Boeing on cost-cutting drive, employees face sack

11 Feb 2016

Fierce competitive pressure is forcing Boeing Commercial Airplanes into a new cost-cutting push that will include eliminating jobs, BCA chief executive Ray Conner announced at a senior leadership meeting on Wednesday morning and in a webcast to all employees.

According to employees who watched the webcast, Conner also said Boeing may decide as early as this year whether to go forward with a new midsize airplane to counter Airbus' success in sales of the A321neo, a project that would inevitably cost several billion dollars and add to financial pressure on the company.

No details were given on the timing or scale of the job cuts, but the tone of the announcement suggests a significant impact across BCA.

''We will start reducing employment levels beginning with executives and managers first,'' said company spokesman Doug Alder. ''We will also use attrition and voluntary layoffs. As a last resort, involuntary layoffs may be necessary.''

 ''The overall employment impact will depend on how effectively we bring down costs as a whole,'' Alder added.

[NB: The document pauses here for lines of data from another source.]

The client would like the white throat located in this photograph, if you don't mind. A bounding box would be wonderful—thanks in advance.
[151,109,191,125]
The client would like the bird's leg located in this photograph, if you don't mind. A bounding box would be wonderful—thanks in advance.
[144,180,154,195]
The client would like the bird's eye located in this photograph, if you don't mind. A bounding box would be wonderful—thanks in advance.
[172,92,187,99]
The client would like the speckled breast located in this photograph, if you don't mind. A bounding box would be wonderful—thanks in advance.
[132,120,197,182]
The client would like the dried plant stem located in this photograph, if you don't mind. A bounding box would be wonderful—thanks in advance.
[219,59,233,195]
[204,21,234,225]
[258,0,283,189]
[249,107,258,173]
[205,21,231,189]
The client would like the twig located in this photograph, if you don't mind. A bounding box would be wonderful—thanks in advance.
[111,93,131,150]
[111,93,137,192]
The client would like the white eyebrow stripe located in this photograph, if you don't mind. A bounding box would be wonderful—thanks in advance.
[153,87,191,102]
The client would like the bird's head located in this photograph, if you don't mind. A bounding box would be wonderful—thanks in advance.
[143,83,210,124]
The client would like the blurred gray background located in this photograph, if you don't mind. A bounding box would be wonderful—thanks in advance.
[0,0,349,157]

The cuts are expected to hit Everett - where production cuts on the 747 and 777 were announced last month - more than Renton, where the 737 is still ramping up.

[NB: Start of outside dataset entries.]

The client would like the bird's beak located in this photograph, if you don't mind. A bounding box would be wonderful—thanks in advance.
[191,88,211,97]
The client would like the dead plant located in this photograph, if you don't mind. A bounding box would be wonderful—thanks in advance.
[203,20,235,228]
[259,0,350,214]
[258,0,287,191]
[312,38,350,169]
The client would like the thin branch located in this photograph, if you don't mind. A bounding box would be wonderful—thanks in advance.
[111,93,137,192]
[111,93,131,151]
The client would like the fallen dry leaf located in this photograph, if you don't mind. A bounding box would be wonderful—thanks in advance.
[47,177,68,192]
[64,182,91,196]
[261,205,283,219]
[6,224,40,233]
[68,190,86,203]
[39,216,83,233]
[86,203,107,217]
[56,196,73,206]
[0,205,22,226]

At the start of 2016, Boeing employment in Washington stood at 79,238, out of a companywide total of 161,368. That's down almost 7,800 jobs from the most recent Washington employment peak, in fall 2012, of 87,023.

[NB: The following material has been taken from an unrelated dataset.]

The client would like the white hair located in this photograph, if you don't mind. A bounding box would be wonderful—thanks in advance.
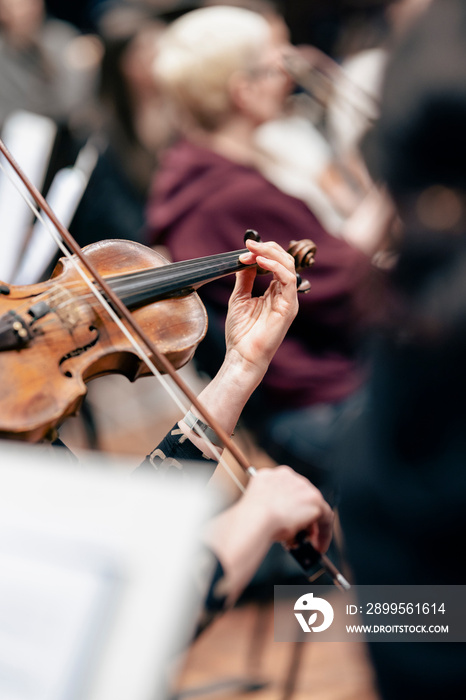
[154,6,270,130]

According to two people who listened to the internal webcast spoken to by The Seattle Times, Conner said the job cuts are needed ''because Boeing cannot compete with Airbus right now on prices.''

''Conner said a lot of customers are really leaning toward Airbus, and we're having to cut our prices to come even close to making deals,'' said a 787 engineer. ''So we're talking extreme cost cutting.''

The employees spoke on condition of anonymity because Boeing does not allow workers to talk to the media without authorisation.

According to the two employees, Conner said Airbus is ''stealing massive orders from the 737'' with the new A321neo, and in response Boeing needs to decide ''as early as this year'' on whether to launch a new airplane to fill the gap between the 737 and the 787 Dreamliner.

Another employee said that while Conner made clear he wants a near-term decision on Boeing's response to the A321neo, a formal launch of a new jet would follow later, probably not this year.

Coincidentally, on Wednesday afternoon at the Pacific Northwest Aerospace Alliance's annual conference in Lynnwood, Airbus Americas marketing director Simon Pickup made a point of presenting a slide that highlighted the ''hole'' in Boeing's product line, where Boeing has no plane with the capacity and range to compete against the A321neo.